For this experiment, University of Iowa researchers donated retired colony mice, with various genetic modifications on C57BL/6J and BALB/c backgrounds and without significant phenotypic effects on housing or behavior. Mice (age, 8 to 24 mo) were housed 4 or 5 per cage; 4 cages of 5 male mice and 20 cages of 4 or 5 female mice were used. To evaluate whether filters clogged or deteriorated with use, resulting in altered air quality, 10 cages were outfitted with new filters and 10 cages with filters randomly selected from those in active use in the facility. The ammonia level within the unopened cage was tested immediately after its removal from the IVC rack, prior to changing of the cage bottom (dirtiest cage conditions). Test strips (Hydrion Ammonia Test Paper, Micro Essential Laboratory, Brooklyn, NY), in which color change occurred at 5, 10, 20, 50, and 100 ppm, were used to evaluate ammonia levels. Test paper was moistened with sterile water according to the assay directions and inserted through the grommet hole at the end of the cage by using 12-in. steel forceps. The paper was held in the center of the cage for 15 s, after which the paper was withdrawn and immediately compared with the color chart to determine the ammonia concentration (in ppm) of the intracage air environment. A positive control test was performed at each assay time point by applying 10 μL of household ammonia to the paper bedding in an empty, freshly bedded cage; placing a filter top over the cage; and allowing 60 s for diffusion. After 60 s, the filter paper was inserted, and a prompt color change indicated an ammonia concentration of 10 ppm above the center of the cage.
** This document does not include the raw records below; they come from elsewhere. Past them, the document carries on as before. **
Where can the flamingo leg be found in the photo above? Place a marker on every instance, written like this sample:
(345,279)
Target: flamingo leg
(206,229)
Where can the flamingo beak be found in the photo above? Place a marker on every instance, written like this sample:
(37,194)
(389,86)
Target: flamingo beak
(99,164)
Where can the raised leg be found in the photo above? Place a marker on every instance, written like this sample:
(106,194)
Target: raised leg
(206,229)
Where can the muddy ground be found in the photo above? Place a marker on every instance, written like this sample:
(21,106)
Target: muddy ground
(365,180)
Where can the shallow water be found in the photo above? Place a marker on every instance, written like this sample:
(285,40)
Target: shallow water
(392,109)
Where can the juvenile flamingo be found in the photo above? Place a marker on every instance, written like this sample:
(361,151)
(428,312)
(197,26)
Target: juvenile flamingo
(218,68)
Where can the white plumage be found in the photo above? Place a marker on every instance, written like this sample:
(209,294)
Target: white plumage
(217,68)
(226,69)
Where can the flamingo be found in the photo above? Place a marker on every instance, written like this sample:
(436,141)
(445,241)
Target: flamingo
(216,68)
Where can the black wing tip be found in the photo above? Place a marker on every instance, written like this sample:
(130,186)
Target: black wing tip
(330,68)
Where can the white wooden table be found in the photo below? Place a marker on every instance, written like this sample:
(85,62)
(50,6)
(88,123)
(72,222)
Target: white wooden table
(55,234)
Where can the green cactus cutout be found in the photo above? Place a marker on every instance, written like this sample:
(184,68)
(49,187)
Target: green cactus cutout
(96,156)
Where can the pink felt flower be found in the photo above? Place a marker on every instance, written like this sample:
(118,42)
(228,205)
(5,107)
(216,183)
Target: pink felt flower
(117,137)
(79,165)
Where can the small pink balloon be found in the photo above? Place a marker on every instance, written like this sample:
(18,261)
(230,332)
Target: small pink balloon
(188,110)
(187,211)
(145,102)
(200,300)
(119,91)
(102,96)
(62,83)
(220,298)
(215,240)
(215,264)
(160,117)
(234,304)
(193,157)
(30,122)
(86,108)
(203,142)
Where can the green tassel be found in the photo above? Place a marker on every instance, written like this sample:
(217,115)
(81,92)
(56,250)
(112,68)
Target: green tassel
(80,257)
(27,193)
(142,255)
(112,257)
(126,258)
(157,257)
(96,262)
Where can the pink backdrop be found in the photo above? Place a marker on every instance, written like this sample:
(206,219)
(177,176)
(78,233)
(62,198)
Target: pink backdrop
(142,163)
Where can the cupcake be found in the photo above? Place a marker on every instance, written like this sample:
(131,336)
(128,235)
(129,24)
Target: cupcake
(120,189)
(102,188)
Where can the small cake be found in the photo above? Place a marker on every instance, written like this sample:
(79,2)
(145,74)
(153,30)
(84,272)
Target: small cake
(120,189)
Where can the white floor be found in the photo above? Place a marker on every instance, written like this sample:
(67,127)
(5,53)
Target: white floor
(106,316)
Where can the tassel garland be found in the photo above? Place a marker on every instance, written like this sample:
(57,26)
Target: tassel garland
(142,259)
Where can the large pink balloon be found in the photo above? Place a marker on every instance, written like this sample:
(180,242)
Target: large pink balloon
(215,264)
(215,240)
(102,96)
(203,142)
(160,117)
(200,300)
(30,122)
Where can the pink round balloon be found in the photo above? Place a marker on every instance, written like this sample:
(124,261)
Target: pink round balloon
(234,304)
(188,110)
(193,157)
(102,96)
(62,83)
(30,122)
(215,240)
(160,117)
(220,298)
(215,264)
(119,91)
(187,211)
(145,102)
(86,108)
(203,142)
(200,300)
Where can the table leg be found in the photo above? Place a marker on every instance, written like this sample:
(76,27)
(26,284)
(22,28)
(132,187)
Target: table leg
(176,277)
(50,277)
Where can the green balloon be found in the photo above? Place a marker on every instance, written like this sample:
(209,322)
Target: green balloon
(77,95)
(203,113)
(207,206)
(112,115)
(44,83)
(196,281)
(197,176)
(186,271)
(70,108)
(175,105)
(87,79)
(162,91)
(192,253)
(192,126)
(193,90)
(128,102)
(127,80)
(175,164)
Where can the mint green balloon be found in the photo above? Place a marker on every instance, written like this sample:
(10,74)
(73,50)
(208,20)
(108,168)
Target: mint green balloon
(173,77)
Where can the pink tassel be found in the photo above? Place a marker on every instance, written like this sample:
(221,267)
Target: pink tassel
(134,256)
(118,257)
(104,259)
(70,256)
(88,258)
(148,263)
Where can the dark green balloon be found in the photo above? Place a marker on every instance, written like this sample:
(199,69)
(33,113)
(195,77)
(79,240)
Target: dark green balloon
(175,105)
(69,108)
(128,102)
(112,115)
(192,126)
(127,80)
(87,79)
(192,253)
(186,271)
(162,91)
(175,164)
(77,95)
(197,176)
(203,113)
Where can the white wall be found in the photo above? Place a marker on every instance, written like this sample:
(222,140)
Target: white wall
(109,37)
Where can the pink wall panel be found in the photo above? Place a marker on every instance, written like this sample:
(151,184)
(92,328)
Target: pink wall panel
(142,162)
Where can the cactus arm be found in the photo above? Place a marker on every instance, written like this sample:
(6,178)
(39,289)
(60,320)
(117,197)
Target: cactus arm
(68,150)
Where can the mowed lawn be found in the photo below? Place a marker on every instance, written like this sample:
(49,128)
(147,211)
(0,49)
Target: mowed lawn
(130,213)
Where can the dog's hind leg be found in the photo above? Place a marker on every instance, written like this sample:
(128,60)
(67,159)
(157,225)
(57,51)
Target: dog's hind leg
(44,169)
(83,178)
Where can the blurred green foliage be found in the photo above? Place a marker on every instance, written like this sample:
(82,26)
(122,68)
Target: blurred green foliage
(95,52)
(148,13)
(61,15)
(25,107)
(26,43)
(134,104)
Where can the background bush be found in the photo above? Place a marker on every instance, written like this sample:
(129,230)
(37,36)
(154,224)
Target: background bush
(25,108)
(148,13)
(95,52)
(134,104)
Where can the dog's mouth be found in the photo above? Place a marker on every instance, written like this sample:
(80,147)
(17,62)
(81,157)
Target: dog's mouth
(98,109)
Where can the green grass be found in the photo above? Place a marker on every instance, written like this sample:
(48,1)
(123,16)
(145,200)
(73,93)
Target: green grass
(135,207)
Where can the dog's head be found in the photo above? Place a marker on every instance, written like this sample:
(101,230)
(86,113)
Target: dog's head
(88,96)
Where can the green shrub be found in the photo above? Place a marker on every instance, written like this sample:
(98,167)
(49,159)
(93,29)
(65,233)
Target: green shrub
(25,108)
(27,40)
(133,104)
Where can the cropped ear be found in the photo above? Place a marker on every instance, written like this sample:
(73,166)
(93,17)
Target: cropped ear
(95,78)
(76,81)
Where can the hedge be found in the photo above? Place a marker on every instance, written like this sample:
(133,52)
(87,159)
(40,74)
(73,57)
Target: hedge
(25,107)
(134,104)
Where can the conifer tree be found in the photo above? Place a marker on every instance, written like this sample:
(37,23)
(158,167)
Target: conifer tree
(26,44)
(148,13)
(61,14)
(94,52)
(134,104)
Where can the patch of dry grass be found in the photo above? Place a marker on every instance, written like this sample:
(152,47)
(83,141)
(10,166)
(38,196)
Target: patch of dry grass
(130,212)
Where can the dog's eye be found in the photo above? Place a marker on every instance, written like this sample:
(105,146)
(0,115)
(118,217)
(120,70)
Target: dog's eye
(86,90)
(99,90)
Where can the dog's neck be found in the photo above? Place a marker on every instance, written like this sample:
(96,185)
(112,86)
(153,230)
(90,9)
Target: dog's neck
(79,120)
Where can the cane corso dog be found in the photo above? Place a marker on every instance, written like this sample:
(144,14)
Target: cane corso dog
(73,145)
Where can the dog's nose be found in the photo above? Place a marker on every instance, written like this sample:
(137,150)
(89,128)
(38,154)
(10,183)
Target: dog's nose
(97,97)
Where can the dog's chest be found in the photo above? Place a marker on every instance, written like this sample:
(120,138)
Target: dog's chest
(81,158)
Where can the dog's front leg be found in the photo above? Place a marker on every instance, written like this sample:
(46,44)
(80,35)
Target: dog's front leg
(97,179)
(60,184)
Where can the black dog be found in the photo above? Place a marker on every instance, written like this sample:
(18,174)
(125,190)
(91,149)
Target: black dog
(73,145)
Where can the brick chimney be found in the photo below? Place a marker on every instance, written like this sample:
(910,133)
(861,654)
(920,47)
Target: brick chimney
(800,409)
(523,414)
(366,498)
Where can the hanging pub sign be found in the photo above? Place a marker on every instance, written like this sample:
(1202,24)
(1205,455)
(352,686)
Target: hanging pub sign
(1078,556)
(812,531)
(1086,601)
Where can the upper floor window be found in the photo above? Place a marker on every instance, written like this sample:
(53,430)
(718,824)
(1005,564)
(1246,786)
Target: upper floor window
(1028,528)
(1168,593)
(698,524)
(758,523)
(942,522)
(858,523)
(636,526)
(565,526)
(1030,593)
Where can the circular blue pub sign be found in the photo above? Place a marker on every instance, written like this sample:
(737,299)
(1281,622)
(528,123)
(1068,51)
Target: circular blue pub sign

Each cage bottom, including bedding, was changed at 14-d intervals. The same filter top and wire lid were used continuously for more than 6 wk, as described earlier.
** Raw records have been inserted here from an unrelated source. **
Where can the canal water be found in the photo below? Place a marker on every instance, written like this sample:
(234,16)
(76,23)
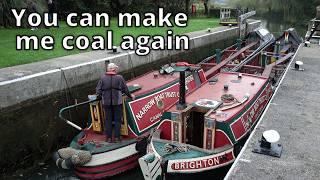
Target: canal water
(49,170)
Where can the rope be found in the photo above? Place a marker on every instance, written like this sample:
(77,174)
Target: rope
(227,98)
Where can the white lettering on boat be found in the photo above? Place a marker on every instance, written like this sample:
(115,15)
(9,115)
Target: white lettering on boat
(159,97)
(204,163)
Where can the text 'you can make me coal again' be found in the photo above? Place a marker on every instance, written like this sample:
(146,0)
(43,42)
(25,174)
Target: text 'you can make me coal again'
(141,44)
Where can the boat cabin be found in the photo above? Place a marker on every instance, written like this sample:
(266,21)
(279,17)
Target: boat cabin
(213,111)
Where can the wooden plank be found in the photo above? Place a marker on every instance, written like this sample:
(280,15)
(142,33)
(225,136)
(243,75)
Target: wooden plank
(268,68)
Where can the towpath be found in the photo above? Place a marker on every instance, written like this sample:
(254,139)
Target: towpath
(293,112)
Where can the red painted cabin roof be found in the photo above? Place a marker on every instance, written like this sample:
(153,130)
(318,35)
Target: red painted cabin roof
(238,90)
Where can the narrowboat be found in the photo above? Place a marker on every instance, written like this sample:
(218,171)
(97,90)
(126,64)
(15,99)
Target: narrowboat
(207,128)
(91,157)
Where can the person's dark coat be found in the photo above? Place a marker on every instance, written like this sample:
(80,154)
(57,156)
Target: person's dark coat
(110,88)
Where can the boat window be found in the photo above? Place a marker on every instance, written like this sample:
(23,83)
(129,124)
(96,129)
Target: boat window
(195,129)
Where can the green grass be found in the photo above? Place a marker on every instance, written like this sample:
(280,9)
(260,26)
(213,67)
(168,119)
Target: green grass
(9,56)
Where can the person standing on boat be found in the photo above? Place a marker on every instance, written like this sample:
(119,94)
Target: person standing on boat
(110,88)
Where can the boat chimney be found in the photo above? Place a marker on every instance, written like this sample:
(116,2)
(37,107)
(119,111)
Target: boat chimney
(182,91)
(239,43)
(218,56)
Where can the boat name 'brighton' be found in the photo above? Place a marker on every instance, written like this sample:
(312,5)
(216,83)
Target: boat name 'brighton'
(204,163)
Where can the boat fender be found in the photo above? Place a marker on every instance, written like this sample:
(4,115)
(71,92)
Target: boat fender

Blinded welfare assessments.

In addition to daily welfare checks by animal care staff, during which any abnormal appearance or activity was reported to veterinary staff, a clinical veterinarian blinded to cage status evaluated each cage and scored the animals/ appearance and behavior as normal or abnormal, with a detailed description of any abnormality observed. Any appearance of abnormal mouse activity, illness, pain, or distress would have resulted in the removal of that cage from the study; observation of welfare concerns in multiple cages would have resulted in early termination of the experiment. The 40 cages of mice described for the microbiology evaluation were used for the welfare assessments.

Statistical methods.

After a microbiology pilot study was completed, a biostatistician was consulted regarding a power analysis to produce statistically significant results. For a power of 0.80 with an α value of 0.05, the minimal number of cages required was estimated to be 36 (we added 4 more cages to ensure sufficient power). For each test location, microbial load was compared over the 4 time points (2, 4, 6, and 8 wk) by using a Friedman test. Microbial load within each cage was ranked at each time point, and the mean rank was compared among the 4 time points. An overall test was performed to evaluate any effect of time; if this result was significant, then posthoc pairwise comparison was performed, with P values adjusted according to the Bonferroni method. A P value of 0.05 or less was considered statistically significant. All analysis was performed using SAS version 9.4 (SAS Institute Inc., Cary, NC).

Results

Microbiology.

Colony counts at 24 h of aerobic incubation were 0 or 1 for all control cages (empty of animals) and 0 to 140 cfu for occupied cages (Figure 3). After 48 h of incubation, the confluence of bacterial colonies on plates with previous growth resulted in an inability to enumerate the data further. The presence of microbial growth on cage surfaces was expected; the purpose of this study was to identify the point at which a significant increase in microbial levels could be observed after successive weeks without sanitation of the cage top components. The data were compiled and scored by using a Friedman test, which indicated no significant difference (P > 0.05) between microbial loads at either location on the wire lid or food hopper (contact surfaces) and a significant decrease (P ≤ 0.05) in aerobic microbial load between 2 wk and all later time points (4, 6, and 8 wk) at both sampling locations on the filter top.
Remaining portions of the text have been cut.